Soy plenamente consciente de que vivimos en comunidad y trato, en la medida de lo posible, de ser consecuente con ello. El ruido va está claro que va en contra de esa convivencia.
Insisto en que es un parecer mío, particular, que aplico a mí mismo y que no pretendo, en absoluto, extender a los demás, ni criticar, ni muchísimo menos, al que actúa de otro modo. Hay problemas infinitamente más importantes que ése.
Sin embargo, la permisividad, la tolerancia con que los oídos urbanos asumen un buen número de ruidos, no deja de llamar la atención cuando tradicionalmente se apunta con el dedo acusador al motorista como un proscrito.
Pase que compresores, percutores, radiales, dumpers, cortacésped, sopla-hojas son herramientas de trabajo puestas al servicio de la comunidad o parte de la comunidad, y que tengan otra manera de contemplarse frente al motorista que de forma lúdica se traslada haciendo ruido.
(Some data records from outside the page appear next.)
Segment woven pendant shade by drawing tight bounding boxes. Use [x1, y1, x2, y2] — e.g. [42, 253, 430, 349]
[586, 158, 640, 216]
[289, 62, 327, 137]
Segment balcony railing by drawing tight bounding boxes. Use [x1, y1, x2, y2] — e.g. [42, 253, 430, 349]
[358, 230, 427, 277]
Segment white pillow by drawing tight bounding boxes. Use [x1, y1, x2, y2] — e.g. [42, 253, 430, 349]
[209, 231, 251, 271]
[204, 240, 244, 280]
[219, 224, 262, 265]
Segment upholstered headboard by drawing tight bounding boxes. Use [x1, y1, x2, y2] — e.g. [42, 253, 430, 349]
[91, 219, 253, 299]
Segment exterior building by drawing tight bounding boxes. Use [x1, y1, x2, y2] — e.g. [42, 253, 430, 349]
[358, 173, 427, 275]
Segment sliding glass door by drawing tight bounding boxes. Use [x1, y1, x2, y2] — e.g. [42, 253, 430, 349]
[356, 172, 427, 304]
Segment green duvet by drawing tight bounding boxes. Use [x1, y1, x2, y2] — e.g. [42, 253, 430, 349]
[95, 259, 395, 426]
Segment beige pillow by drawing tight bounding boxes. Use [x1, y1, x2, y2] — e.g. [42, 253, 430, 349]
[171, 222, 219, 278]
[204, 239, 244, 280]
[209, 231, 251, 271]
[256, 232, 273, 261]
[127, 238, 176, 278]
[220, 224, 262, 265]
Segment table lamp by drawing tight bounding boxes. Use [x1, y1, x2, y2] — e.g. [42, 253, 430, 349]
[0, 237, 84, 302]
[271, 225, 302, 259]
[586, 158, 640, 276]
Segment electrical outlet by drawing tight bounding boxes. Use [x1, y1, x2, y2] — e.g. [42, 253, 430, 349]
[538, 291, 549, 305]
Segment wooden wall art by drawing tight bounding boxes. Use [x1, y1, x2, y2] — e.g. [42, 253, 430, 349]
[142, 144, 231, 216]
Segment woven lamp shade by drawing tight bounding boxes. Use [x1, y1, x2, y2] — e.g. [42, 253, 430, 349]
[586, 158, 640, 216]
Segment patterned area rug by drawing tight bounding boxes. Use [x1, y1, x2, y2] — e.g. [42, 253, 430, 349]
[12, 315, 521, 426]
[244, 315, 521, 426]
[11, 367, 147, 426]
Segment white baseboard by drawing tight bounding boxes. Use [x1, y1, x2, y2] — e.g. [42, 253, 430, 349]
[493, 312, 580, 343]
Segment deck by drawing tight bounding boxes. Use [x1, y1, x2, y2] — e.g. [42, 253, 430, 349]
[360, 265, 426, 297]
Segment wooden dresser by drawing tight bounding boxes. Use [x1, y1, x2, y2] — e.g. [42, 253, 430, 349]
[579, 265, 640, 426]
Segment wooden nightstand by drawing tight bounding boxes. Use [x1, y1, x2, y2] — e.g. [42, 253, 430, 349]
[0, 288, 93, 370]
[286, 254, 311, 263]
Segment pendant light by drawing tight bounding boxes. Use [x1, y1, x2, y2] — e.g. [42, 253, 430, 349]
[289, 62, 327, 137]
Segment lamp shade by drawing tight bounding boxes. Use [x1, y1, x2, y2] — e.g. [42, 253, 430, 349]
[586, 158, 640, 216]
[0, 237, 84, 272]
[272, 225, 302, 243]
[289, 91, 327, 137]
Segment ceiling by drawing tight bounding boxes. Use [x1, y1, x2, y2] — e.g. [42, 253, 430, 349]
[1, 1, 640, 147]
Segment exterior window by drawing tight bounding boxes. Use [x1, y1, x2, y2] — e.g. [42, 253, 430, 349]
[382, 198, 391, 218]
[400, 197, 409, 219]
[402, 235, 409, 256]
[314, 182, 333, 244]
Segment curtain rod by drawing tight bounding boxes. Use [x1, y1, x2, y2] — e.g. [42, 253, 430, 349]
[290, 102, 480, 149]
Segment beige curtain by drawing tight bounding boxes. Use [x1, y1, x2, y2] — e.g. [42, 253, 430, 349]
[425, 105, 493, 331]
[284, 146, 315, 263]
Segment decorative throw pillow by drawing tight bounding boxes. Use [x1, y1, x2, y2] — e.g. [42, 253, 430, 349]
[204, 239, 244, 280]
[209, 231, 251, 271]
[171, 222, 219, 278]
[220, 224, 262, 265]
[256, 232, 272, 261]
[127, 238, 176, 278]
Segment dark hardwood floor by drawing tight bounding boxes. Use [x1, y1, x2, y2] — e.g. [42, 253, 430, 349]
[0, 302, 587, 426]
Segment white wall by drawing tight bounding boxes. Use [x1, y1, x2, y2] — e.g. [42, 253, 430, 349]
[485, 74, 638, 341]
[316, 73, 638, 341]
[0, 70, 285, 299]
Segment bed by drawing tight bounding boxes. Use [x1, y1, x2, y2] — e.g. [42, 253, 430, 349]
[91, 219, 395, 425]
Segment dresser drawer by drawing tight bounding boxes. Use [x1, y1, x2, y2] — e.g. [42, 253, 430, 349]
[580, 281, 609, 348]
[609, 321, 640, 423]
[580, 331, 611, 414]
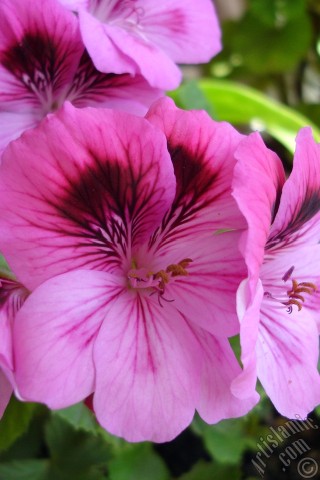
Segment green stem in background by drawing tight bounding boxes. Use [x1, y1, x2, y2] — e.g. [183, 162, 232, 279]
[169, 79, 320, 153]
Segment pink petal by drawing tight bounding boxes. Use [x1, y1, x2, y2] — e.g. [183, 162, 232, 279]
[76, 0, 221, 89]
[66, 52, 163, 116]
[197, 330, 259, 423]
[79, 10, 181, 90]
[0, 370, 12, 419]
[232, 280, 264, 399]
[0, 105, 175, 289]
[93, 291, 202, 442]
[14, 270, 122, 408]
[0, 0, 84, 105]
[146, 99, 245, 258]
[147, 100, 246, 335]
[268, 127, 320, 250]
[137, 0, 221, 63]
[0, 0, 84, 150]
[0, 272, 29, 371]
[257, 306, 320, 418]
[261, 243, 320, 334]
[233, 129, 285, 295]
[159, 232, 246, 337]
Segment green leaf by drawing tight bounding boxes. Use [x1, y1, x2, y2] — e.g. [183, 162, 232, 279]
[45, 415, 110, 480]
[192, 417, 256, 465]
[109, 443, 170, 480]
[0, 460, 49, 480]
[0, 255, 10, 271]
[53, 402, 98, 433]
[170, 79, 320, 153]
[249, 0, 306, 26]
[0, 396, 37, 451]
[177, 461, 241, 480]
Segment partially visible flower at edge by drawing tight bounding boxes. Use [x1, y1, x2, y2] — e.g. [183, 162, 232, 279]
[232, 128, 320, 419]
[0, 270, 29, 418]
[0, 99, 258, 441]
[60, 0, 221, 90]
[0, 0, 163, 155]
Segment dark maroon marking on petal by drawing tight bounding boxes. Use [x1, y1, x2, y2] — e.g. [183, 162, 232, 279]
[266, 191, 320, 250]
[66, 51, 139, 107]
[27, 151, 159, 270]
[0, 33, 74, 107]
[150, 144, 221, 246]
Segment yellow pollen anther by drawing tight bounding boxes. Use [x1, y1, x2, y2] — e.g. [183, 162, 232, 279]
[284, 280, 317, 312]
[153, 270, 170, 290]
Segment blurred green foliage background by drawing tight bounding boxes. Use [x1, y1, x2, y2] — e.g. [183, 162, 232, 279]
[0, 0, 320, 480]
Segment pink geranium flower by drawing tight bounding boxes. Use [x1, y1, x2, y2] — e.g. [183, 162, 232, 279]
[0, 100, 257, 441]
[233, 128, 320, 418]
[0, 270, 28, 418]
[0, 0, 162, 154]
[60, 0, 221, 89]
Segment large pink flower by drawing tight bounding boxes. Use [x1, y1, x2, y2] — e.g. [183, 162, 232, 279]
[0, 100, 257, 441]
[0, 270, 28, 418]
[0, 0, 162, 154]
[60, 0, 221, 89]
[233, 128, 320, 418]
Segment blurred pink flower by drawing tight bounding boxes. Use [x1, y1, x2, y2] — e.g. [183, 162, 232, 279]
[0, 100, 257, 441]
[60, 0, 221, 90]
[0, 270, 28, 418]
[233, 128, 320, 418]
[0, 0, 162, 154]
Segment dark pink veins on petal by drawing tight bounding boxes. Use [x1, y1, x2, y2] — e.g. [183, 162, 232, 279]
[266, 191, 320, 250]
[0, 33, 66, 108]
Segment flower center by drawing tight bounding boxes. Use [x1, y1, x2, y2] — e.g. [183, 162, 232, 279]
[128, 258, 192, 305]
[284, 280, 317, 313]
[264, 266, 317, 313]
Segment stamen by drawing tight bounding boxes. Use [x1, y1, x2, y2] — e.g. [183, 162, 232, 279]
[282, 266, 294, 282]
[127, 258, 192, 307]
[284, 279, 317, 313]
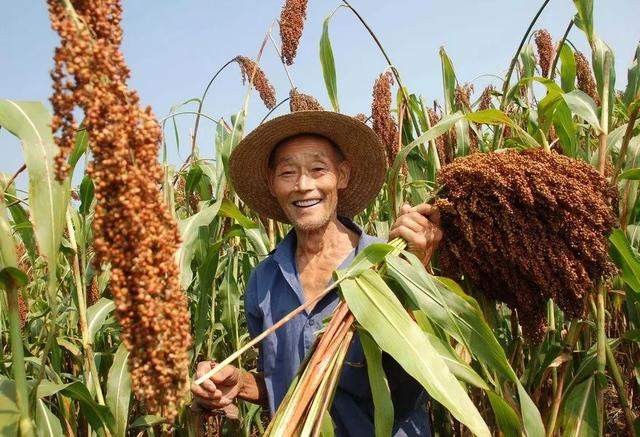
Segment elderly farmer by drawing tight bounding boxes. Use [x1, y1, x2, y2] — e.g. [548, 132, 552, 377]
[192, 111, 442, 436]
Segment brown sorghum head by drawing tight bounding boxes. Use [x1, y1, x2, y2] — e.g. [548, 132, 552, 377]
[535, 29, 555, 77]
[280, 0, 307, 65]
[455, 83, 473, 111]
[573, 50, 600, 105]
[436, 149, 617, 341]
[353, 112, 369, 123]
[236, 56, 276, 109]
[371, 71, 400, 166]
[478, 85, 495, 111]
[289, 88, 324, 112]
[48, 0, 191, 421]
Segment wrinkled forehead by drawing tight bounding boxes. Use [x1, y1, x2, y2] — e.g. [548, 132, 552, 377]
[269, 134, 345, 168]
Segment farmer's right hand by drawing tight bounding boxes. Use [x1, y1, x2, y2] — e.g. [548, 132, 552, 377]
[191, 361, 242, 409]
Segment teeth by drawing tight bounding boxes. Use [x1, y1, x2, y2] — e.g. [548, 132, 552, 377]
[293, 199, 320, 207]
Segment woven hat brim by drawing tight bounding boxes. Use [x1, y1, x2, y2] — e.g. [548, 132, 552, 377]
[229, 111, 387, 223]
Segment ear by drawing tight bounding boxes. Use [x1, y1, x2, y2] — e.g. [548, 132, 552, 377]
[338, 159, 351, 190]
[267, 169, 276, 197]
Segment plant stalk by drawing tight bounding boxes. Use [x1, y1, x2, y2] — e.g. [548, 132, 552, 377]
[7, 280, 34, 437]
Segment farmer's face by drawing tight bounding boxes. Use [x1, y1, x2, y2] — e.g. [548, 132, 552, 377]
[269, 135, 349, 231]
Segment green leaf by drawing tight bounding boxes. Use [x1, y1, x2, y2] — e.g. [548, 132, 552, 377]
[562, 376, 600, 437]
[176, 196, 222, 289]
[438, 47, 457, 114]
[623, 44, 640, 106]
[358, 330, 393, 437]
[105, 344, 131, 437]
[487, 390, 522, 437]
[130, 414, 164, 428]
[341, 270, 490, 436]
[0, 99, 70, 292]
[87, 297, 116, 338]
[320, 14, 340, 112]
[560, 42, 576, 93]
[386, 252, 544, 436]
[562, 90, 602, 132]
[0, 267, 28, 289]
[620, 168, 640, 181]
[573, 0, 593, 42]
[35, 399, 65, 437]
[60, 382, 114, 432]
[609, 229, 640, 293]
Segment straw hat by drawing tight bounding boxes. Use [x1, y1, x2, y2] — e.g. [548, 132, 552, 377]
[229, 111, 387, 223]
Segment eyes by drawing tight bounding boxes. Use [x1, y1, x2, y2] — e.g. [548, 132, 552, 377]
[278, 165, 327, 177]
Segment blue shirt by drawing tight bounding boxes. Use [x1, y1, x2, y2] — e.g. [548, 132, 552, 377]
[245, 217, 431, 437]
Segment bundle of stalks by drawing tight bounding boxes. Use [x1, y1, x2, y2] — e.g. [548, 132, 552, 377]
[265, 301, 355, 437]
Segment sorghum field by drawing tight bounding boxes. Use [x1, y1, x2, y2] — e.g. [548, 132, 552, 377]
[0, 0, 640, 436]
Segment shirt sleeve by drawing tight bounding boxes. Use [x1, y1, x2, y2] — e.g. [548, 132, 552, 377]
[244, 269, 264, 372]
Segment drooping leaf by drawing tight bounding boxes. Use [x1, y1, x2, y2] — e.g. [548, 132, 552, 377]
[359, 330, 393, 437]
[105, 344, 131, 437]
[87, 297, 116, 338]
[0, 99, 70, 292]
[562, 376, 600, 437]
[562, 90, 602, 132]
[35, 399, 64, 437]
[320, 15, 340, 112]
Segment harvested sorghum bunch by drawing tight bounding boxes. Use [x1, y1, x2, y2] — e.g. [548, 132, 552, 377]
[236, 56, 276, 109]
[48, 0, 191, 421]
[436, 149, 617, 341]
[478, 85, 495, 111]
[280, 0, 307, 65]
[535, 29, 555, 77]
[573, 50, 600, 105]
[371, 71, 400, 166]
[289, 88, 324, 112]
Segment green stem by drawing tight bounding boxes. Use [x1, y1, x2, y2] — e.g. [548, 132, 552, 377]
[605, 344, 636, 431]
[493, 0, 551, 150]
[7, 284, 33, 437]
[596, 285, 607, 435]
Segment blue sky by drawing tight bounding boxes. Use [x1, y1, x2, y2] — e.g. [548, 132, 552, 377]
[0, 0, 640, 185]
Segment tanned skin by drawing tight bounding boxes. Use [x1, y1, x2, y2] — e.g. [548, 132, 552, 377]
[191, 134, 442, 409]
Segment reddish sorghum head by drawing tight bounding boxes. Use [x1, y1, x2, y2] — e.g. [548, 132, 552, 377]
[236, 56, 276, 109]
[436, 149, 617, 341]
[48, 0, 191, 421]
[280, 0, 307, 65]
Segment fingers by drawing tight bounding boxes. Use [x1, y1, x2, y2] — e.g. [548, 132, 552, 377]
[413, 203, 440, 226]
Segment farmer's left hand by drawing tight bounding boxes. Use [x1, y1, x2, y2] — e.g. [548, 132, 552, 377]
[389, 203, 442, 266]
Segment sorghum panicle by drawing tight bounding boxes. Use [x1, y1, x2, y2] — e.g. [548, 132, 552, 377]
[436, 149, 617, 341]
[236, 56, 276, 109]
[455, 83, 474, 111]
[280, 0, 307, 65]
[535, 29, 555, 77]
[371, 71, 400, 166]
[353, 112, 369, 123]
[573, 50, 600, 105]
[48, 0, 191, 421]
[289, 88, 324, 112]
[478, 85, 495, 111]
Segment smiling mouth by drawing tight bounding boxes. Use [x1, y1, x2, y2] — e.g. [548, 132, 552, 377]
[292, 199, 322, 208]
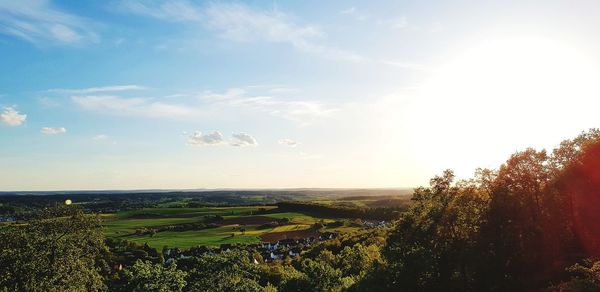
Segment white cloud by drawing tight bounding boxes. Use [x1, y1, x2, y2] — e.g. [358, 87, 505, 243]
[71, 95, 194, 118]
[340, 7, 371, 21]
[0, 0, 99, 45]
[41, 127, 67, 135]
[117, 0, 202, 22]
[200, 88, 339, 125]
[92, 134, 108, 141]
[377, 16, 408, 29]
[47, 85, 147, 94]
[188, 131, 225, 146]
[231, 133, 258, 147]
[277, 138, 300, 147]
[0, 107, 27, 127]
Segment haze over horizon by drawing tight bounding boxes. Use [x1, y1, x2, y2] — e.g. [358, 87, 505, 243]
[0, 0, 600, 191]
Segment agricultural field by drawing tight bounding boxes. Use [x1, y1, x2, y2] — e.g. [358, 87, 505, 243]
[103, 206, 359, 249]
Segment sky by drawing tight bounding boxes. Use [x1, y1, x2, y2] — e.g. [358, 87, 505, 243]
[0, 0, 600, 191]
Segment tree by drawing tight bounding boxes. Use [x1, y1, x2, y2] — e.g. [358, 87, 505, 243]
[124, 260, 186, 292]
[0, 206, 107, 291]
[186, 249, 263, 291]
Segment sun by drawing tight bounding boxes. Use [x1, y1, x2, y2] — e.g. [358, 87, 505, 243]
[408, 37, 600, 176]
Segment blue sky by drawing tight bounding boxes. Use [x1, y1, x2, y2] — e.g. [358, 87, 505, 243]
[0, 0, 600, 190]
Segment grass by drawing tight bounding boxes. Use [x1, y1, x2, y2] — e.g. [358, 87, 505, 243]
[103, 206, 352, 249]
[124, 226, 260, 249]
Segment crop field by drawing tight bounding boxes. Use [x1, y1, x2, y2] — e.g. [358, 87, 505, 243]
[103, 206, 356, 248]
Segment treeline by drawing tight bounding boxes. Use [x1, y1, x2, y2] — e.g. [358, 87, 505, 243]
[0, 129, 600, 292]
[276, 202, 405, 221]
[365, 129, 600, 291]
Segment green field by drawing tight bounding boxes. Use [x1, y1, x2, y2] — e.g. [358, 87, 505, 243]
[103, 206, 350, 248]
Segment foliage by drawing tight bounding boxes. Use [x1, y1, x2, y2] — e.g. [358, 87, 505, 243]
[0, 207, 106, 291]
[124, 260, 186, 292]
[186, 250, 262, 291]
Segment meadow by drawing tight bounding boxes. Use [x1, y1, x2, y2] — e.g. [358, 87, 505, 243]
[103, 206, 358, 249]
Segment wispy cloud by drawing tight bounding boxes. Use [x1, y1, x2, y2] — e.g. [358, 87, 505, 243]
[188, 131, 225, 146]
[0, 107, 27, 127]
[47, 85, 147, 94]
[187, 131, 258, 147]
[340, 6, 371, 21]
[118, 0, 367, 62]
[200, 88, 339, 125]
[62, 85, 339, 126]
[41, 127, 67, 135]
[231, 133, 258, 147]
[71, 95, 194, 118]
[92, 134, 108, 141]
[0, 0, 100, 45]
[277, 138, 300, 147]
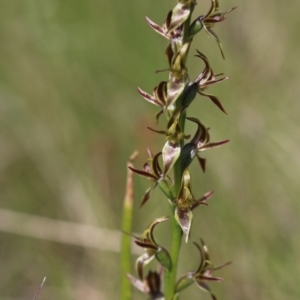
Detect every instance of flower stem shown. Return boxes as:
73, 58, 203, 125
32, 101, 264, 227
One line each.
121, 153, 137, 300
164, 3, 195, 300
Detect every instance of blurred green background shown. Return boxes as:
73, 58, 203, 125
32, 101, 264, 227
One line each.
0, 0, 300, 300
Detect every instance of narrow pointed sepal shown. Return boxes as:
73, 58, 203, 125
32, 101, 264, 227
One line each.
175, 207, 193, 243
162, 141, 181, 177
165, 2, 191, 33
155, 248, 172, 271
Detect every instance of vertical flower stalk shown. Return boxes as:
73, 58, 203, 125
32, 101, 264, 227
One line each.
123, 0, 234, 300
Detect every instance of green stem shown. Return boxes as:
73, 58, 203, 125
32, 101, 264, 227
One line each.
164, 4, 195, 300
121, 158, 133, 300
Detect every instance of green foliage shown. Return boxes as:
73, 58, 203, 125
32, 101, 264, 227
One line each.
0, 0, 300, 300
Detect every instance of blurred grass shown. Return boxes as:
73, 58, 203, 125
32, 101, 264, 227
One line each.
0, 0, 300, 300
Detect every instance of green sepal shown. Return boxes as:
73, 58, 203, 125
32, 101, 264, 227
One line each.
162, 141, 181, 177
155, 248, 172, 271
157, 177, 176, 201
175, 207, 193, 243
181, 143, 197, 170
189, 17, 204, 39
166, 2, 191, 33
181, 82, 199, 107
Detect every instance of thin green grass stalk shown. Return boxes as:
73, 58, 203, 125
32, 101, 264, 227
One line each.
164, 3, 195, 300
124, 0, 234, 300
121, 153, 137, 300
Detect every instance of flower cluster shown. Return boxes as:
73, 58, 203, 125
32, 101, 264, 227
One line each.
128, 0, 234, 300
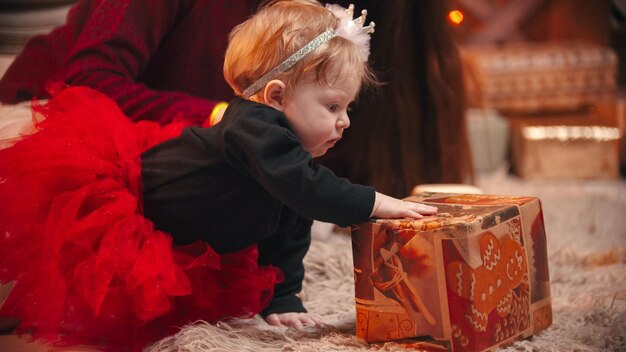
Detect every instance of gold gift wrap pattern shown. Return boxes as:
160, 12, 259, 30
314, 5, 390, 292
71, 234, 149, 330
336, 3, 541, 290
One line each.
512, 122, 620, 179
352, 193, 552, 351
462, 42, 618, 113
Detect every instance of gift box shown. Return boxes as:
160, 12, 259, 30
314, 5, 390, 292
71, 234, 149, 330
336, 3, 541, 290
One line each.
352, 193, 552, 351
461, 42, 617, 113
511, 118, 621, 179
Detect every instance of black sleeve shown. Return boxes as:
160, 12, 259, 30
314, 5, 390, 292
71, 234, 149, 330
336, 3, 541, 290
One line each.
258, 217, 312, 317
214, 105, 375, 226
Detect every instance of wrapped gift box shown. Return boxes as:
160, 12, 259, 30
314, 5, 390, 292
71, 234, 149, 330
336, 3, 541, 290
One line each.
462, 43, 617, 113
511, 117, 621, 179
352, 193, 552, 351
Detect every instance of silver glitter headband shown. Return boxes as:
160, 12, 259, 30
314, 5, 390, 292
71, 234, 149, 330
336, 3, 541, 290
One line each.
242, 31, 339, 99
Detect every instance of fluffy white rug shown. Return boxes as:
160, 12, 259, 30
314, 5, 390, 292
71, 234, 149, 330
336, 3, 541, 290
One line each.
0, 104, 626, 352
149, 170, 626, 352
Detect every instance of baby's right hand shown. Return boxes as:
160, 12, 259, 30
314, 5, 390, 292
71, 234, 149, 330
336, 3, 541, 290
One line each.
371, 192, 437, 219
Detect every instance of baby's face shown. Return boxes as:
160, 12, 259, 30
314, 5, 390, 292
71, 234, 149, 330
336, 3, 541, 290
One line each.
283, 77, 360, 158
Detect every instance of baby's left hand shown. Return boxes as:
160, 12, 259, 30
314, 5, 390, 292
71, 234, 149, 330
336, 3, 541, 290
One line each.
265, 313, 322, 329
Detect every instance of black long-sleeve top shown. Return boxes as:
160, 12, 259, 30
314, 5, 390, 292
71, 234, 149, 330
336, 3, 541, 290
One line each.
142, 98, 375, 314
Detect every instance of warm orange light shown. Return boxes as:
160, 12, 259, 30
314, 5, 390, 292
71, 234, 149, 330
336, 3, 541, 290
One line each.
448, 10, 463, 26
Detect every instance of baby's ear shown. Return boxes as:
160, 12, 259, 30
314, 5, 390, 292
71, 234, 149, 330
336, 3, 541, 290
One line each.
263, 79, 286, 111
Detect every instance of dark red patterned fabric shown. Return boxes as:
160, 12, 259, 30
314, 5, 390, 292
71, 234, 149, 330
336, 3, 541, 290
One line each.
0, 0, 260, 124
0, 87, 283, 352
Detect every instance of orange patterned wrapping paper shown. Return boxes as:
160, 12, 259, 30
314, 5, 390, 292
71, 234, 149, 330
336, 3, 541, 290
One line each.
352, 193, 552, 351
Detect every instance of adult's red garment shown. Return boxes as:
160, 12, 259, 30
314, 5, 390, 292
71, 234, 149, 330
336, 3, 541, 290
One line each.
0, 0, 260, 123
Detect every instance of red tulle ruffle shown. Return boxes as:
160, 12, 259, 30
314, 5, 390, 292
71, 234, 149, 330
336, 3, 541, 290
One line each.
0, 88, 281, 351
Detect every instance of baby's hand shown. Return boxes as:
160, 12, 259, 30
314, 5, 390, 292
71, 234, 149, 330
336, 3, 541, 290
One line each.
371, 192, 437, 219
265, 313, 322, 329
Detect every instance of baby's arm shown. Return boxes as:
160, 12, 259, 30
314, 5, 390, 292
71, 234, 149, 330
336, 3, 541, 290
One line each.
371, 192, 437, 219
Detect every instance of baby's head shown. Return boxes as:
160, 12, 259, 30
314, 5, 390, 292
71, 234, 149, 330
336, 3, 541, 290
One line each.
224, 0, 375, 103
224, 0, 376, 157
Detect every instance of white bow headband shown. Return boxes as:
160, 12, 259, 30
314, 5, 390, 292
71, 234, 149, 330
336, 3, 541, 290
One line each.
242, 4, 376, 99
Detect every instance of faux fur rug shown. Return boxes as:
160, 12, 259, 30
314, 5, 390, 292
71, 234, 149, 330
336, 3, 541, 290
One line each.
0, 104, 626, 352
148, 170, 626, 352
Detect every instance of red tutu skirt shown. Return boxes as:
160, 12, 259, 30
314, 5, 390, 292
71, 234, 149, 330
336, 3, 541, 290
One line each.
0, 87, 281, 351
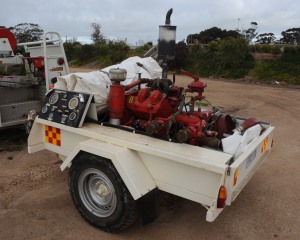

Pero lo que no puede tener la misma contemplación que esa maquinaria pública es el exhibicionista con tres mil watios dentro del coche, que lleva las 4 ventanillas bajadas para que llegue a oídos de todo el mundo, para que incluso tiemblen los tabiques de las casas con el ruido que exhibe como su signo de identidad; no puede ser lo mismo el escape del tuning, retuning y ultratuning, no puede ser lo mismo el taladro y el martillo de un loco del bricolage que amina cada dominical mañana, durante todo el año, al vecindario; los alaridos estivales, -invernales también- en plena noche de jóvenes poseídos por el estupefaciente puesto de moda, de efecto tan burdo como sintético es su origen; berridos de borrachos en su aberrante discusión; tocapalmas de madrugada, cantores fuera de cualquier partitura y las terrazas... ya ha definido Jalova a muchas de ellas (no todas tienen por qué tender al escándalo para entenderse).
El rasero parece ser uno para toda esa estridente amalgama que forma el clima sonoro de una ciudad, una amalgama cuyo armonía parece romper siempre el escape del jodido motorista.